I interviewed Failbetter's former writer (and Eurogamer contributor) Alexis Kennedy on the subject in 2015, and he brought up the case of Tom Dudley and Edwin Stephens, two sailors who killed and ate their 17-year-old cabin boy Richard Parker after losing their ship off the Cape of Good Hope. The pair were arrested and tried for murder after making it home, but for much of their trial, they enjoyed the support of the public - the victim's brother even shook hands with the perpetrators in court.

Set in World War-era London, Dontnod's forthcoming Vampyr takes a sterner tack than Sunless Sea, paying you back in subtle ways for each NPC you devour. As eminent physician and closet blood-sucker Jonathan Reid, you can drain the life from every resident you meet, unlocking a tidy array of spells and abilities in the process. The catch is that once consumed those characters are gone for good, so to dine out on them is basically to rip whole pages out of the story because you want to make more of a splash in combat.

I'm looking forward to sampling the full range of endgame scenarios, there - at one extreme, presumably, a London that bustles with life and a protagonist whose only hope of weathering a brawl is running in circles till everybody's knees give out. And at the other end of the possibility spectrum, a London whose streets are desolate save for a single, enormously fat vampire, belching quietly and fanning his face on a bench in Whitechapel. The idea, of course, is to pick your victims in order of ascending scrupulousness, chewing up the bad eggs while sparing the goodies (or at least, saving them till last), but perhaps you'd prefer to think of it as a more extreme form of script editing. Is this twinkling fop really contributing to the drama, or would they be more convincing as a sandwich? Is that Cockney sparra worthy of a proper character arc, or is he just a passing snack?

As to why cannibalism has become more of a theme of late - well, you could pin it on the absolute glut of vaguely Cormac-McCarthy-inspired survival games over the past few years, games in which picking your teeth with somebody's toe-bones is all part of the thrill of touring a wild frontier. But perhaps there's more to this than any particular game or series. Perhaps the surprising prevalence of cannibalism in video games reflects a furtive ambivalence about how we tend to guzzle our way through games at large.

As has been explored in any number of articles, many games today are essentially well-camouflaged, highly theatrical performances of consumption and expenditure, landscapes packed with things to corner, slay and process (i.e. digest) in return for power. Blockbuster open worlders especially are in thrall to the idea of grind, which is at heart a process of homogenisation: the rendering down of a realm's contents - be they flocks of NPC wildlife, stray questlines or random clumps of platinum - into gobbets of sweet, all-purpose XP or currency, to be lavished on upgrades and unlocks that, in turn, make you a more efficient harvester.
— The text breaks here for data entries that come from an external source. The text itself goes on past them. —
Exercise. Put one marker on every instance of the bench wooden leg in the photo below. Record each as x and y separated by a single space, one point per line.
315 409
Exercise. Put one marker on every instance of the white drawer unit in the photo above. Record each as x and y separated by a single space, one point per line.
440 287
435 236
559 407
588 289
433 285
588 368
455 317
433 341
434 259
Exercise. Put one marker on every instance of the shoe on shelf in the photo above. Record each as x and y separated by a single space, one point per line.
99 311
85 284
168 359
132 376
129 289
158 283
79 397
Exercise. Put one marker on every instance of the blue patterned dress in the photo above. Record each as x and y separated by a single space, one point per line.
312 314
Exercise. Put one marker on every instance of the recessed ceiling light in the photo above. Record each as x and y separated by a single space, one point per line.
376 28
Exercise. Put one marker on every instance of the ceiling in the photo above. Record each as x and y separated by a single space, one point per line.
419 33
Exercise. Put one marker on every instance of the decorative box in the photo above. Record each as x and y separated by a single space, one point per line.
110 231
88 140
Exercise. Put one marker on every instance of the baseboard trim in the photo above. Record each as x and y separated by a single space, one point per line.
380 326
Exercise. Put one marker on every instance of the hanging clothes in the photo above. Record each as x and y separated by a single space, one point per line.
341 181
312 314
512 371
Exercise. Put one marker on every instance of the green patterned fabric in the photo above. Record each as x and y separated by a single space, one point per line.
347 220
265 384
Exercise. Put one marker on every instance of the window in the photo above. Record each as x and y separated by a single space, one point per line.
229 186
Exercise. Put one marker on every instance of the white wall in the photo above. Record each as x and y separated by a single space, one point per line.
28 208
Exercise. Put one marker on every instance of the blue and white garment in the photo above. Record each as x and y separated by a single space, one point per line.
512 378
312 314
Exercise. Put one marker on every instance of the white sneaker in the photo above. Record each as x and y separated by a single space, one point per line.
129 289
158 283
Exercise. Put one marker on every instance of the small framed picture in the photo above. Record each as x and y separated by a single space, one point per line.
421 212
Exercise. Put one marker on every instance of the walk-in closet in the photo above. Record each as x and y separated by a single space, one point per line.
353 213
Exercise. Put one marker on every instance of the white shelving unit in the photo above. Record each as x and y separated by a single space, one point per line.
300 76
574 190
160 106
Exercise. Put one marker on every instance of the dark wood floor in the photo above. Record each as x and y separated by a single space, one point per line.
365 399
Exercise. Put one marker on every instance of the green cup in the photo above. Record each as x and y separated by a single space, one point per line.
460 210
There's no real reason human flesh should be any less objectionable a resource than gold or ingredients for potions - it's all just noughts and ones, and if you're happy to execute a billion drug-runners without trial in Ghost Recon: Wildlands, chucking one or two onto the BBQ is surely no biggie. But nonetheless, cannibalism remains enough of a taboo in-game to give most players pause, going by forum chatter, and in that hesitancy lies a certain radical potential. If there are things in these worlds that can be eaten yet are deemed unfit for the palate, perhaps that's an opportunity to think twice about consumption more generally, to ask whether there are other, less industrialised and more exciting ways to keep a player occupied. I'm almost certainly over-reaching myself - I'm the guy who likened Kirby to a Lovecraft monster in my intro - but it's hopefully food for thought.